1913
Tillie Olsen
Tillie Olsen (b. 1913) was born in Omaha, Nebraska, the daughter of political refugees from the Russian Czarist repression after the revolution of 1905. At the age of sixteen Olsen dropped out of high school to help support her family during the Depression. At age nineteen she began her first novel, Yonnondio.
Four chapters of this book about a poverty-stricken working class family were completed in the next four years, during which time she married, gave birth to her first child, and was left with the baby by her husband because, as she later wrote in her autobiographical story "I Stand Here Ironing" he "could no longer endure sharing want" with them. In 1934 a section of the first chapter of her novel was published in The Partisan Review, but she abandoned the unfinished book in 1937.
The year before she had married Jack Olsen, with whom she had three more children; raising the children and working for political causes took up all her time. In the 1940s she was a factory worker; in the 1950s, a secretary and not until 1953, when her youngest daughter started school, could she begin writing again.
That year Olsen enrolled in a class in fiction writing at San Francisco State College. She was awarded a Stanford University creative writing fellowship for 1955 and 1956. During the 1950s she wrote the four stories collected in Tell Me a Riddle, which established her reputation when the book was published as a paperback in 1961.

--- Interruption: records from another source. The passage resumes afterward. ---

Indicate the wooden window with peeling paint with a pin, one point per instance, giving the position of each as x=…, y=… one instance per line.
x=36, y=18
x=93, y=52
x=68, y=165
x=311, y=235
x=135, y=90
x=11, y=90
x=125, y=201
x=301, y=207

Identified as a champion of the reemerging feminist movement, Olsen wrote a biographical introduction to Rebecca Harding Davis's nineteenth-century proletarian novel, Life in the Iron Mills, published by the Feminist Press in 1972. Two years later, after several grants and creative writing fellowships, she published the still-unfinished Yonnondio. Silences, a collection of essays exploring the different circumstances that obstruct or silence literary creation, appeared in 1978.